“Consolidation amplifies inflation,” noted Washington Monthly senior editor Phillip Longman in his recent cover story for the July/August issue, “It’s the Monopoly, Stupid.” Longman wrote that when there are “so few players” in an industry, “it is easy to coordinate prices and output just by sending signals to one another in public.”
President Joe Biden has embarked on an aggressive antitrust agenda to combat such excessive consolidation, spearheaded by Lina Khan, chair of the Federal Trade Commission, who has contributed to this magazine. In her first year, as directed by an executive order from Biden, Khan has focused on creating new rules to promote fair competition. Her plan has been a little slow to launch. Democrats only secured a majority of the FTC commissioners this past May. With that majority, rule making is expected to quicken, although Biden and Khan could still be thwarted by a conservative Supreme Court skeptical of executive branch agencies asserting rule-making powers.
But there’s one program already being implemented that’s helping small businesses compete against behemoth corporations. Most surprisingly, it’s being carried out by a holdover from the Trump administration: Postmaster General Louis DeJoy.
In his 10-year “Delivering for America” plan, DeJoy included the idea for “neighborhood businesses access to local drop points and local services for same day or next day delivery.” Dubbed “USPS Connect Local,” the service launched in February, starting in New York City, and has continued to spread across the country.
USPS Connect Local provides businesses with next-day local deliveries, as well as same-day service and Sunday delivery in select locations. Businesses can prepare packages for fast local delivery by paying postage and printing labels with the “Click-N-Ship” app, then bringing them to the post office or, in some locations, arranging for pickup. According to a USPS spokesperson, the service is already available in 2,416 offices across 3,680 zip codes. USPS Connect Local should be in all 50 states by the end of September.
Eric Cortellessa reported in the Washington Monthly last year that “dozens of current and former USPS officials and industry analysts” saw “fast, local shipping” for small businesses as a tantalizing opportunity. If consumers “can start ordering from their local mom-and-pop stores and get the products delivered to them as quickly as if they ordered from Amazon,” he wrote, then that will help small businesses withstand the pressures from their bigger rivals, as well as help the USPS withstand the pressures from Amazon.

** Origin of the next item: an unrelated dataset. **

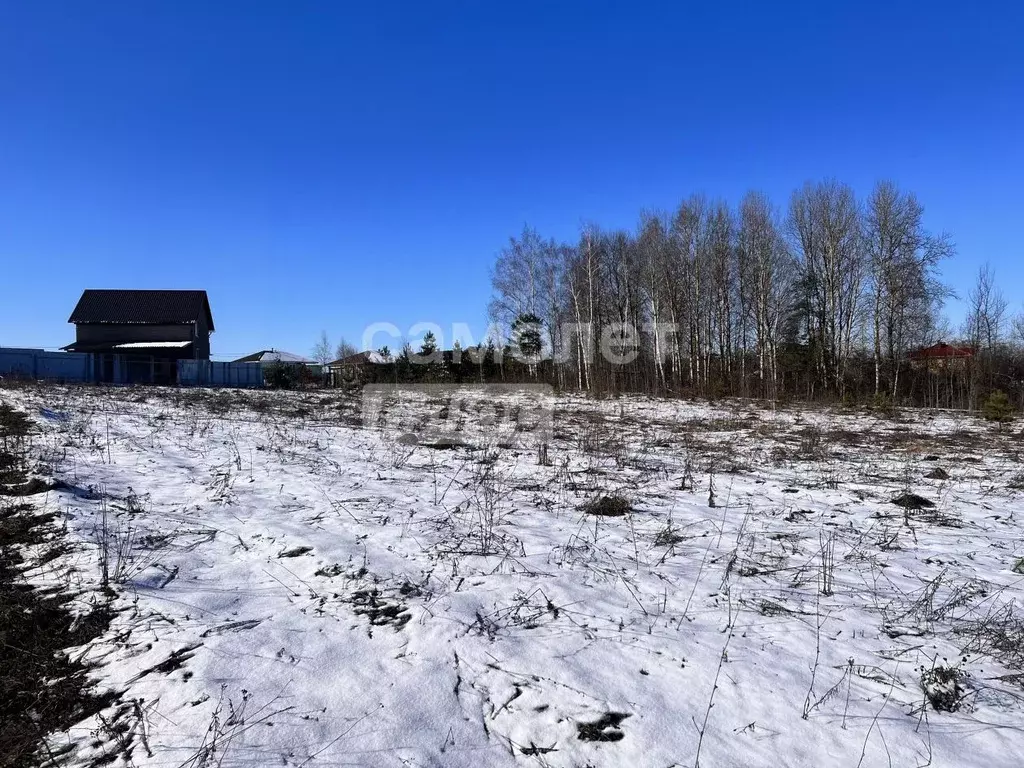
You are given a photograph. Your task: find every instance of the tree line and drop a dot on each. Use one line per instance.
(824, 299)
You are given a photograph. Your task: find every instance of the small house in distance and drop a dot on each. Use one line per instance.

DeJoy, however, remains a polarizing figure. The heart of his 10-year plan is slower service to cut costs, which many Postal Service advocates worry will make the nearly 250-year-old USPS less competitive with private carriers and ultimately undermine public support. Last month, after Biden installed enough appointees on the USPS Board of Governors to compose a majority, Democratic Representative Bill Pascrell of New Jersey called on that majority to immediately fire DeJoy.
Yet DeJoy is still in charge. Biden appointees may be the majority, but one of the new appointees is a Republican, as no more than five of the nine presidential appointees can be of one party, and Donald Trump had previously appointed a Democrat. An analysis by the Revolving Door Project, a progressive group highly critical of DeJoy, concluded that only two of the nine appear supportive of his ouster.
And at least when it comes to USPS Connect Local, protectors of the public postal service, who have been skeptical of DeJoy, like what they see.
When DeJoy first took over as postmaster general in May 2020, American Postal Workers Union President Mark Dimondstein was unnerved that service cuts were implemented without first listening to the perspective of the workforce. As he told The Washington Post later that year, “You’ve been there less than a month. Wouldn’t you want to get the opinion of the unions and the mailing community on what might happen if you cut service like this? He never talked to us or sought our input.” And last year, when DeJoy announced plans to close 18 processing facilities, Dimondstein sharply criticized the move as “a slap in the face of postal workers.”
But in an interview, Dimondstein told me that he was upbeat about DeJoy’s support for next-day and same-day local business package delivery. “He has some—and maybe at times too much—but he has some needed emphasis on package growth,” Dimondstein said. USPS Connect Local, he added, “fits into growing the business, bringing in more revenue, and finding some new creative ways to better serve the people of the country.” Asked if that meant DeJoy isn’t trying to undermine and privatize the USPS, Dimondstein replied, “What the [Postmaster General’s] motivations are—beyond having this new product and bringing in new business—I can’t tell you. But we’re certainly rowing in the same stream, so to speak, that these kinds of products are important to roll out.”
Biden has adopted an antitrust agenda, but any successful antitrust battle must be waged on many fronts, industry by industry, with new laws, rules, and litigation. Significant resistance can be expected from deep-pocketed corporate lobbies, which conservatives in the judiciary may well back up. In other words, quick, easy, and impactful victories are hard to secure. But USPS Connect Local is here, helping small businesses overcome suffocating monopolistic trends. Whether or not DeJoy remains in his post, fast local delivery for local businesses from your local post office should be here to stay.